I'm trying to take an IDN URL along the lines of http://exämple.se/path
or https://äxämple.se/anotherpath?foo=bar&baf=bas
so that I get the components of it like so:
[0] http(s)://
[1] äxämple.se
[2] /anotherpath?foo=bar&baf=bas
My first thought was "I'll just use parse_url
!". Well, except it doesn't do IDN domains so no luck.
Next I tried a bunch of my own regex tricks but somehow failed to get any useful output (some of them working to a degree but still painfully lacking.
Finally I tried various other peoples' regex patterns but none of them seemed to work right for me (work right = captured anything useful, one captured the whole url as its "protocol" part, most others I ran across captured nothing or were clearly functionally identical to ones I'd tried).
And of course, why am I doing this? I want to run idn_to_ascii
on the domain name before piecing the URL back together and storing it in a db.

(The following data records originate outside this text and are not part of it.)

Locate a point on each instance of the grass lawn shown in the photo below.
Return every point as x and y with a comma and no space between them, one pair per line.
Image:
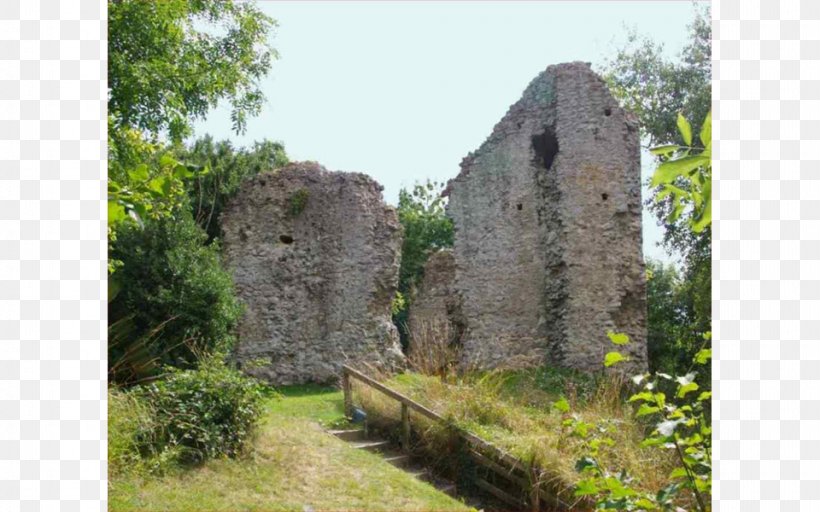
294,465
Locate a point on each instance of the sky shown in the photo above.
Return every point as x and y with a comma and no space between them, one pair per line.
402,91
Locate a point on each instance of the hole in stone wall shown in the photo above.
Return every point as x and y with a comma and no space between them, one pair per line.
545,146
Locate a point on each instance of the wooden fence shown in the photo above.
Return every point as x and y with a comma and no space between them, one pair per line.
517,473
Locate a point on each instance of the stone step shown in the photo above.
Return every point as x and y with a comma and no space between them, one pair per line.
355,434
371,446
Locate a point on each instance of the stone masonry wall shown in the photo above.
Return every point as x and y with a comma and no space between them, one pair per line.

So, what am I doing wrong here? Is my approach completely wrong or is there some magic invocation of preg_match
which will fix my problem?
Edit: Preferably I'd like a solution which doesn't involve downloading a blob of code someone else wrote (like say, a custom class named something like ParseIDNUrl
weighing in at 100kB)
parse_url
should work fine. Using PHP 5.3.4 I've been able to extract just the domain part:
print parse_url('http://äxämple.se/foobar', PHP_URL_HOST);
Maybe you'll need to tweak encodings:
print utf8_decode(parse_url('http://äxämple.se/foobar', PHP_URL_HOST));
Output I've got is:
äxämple.se
Hope that helps!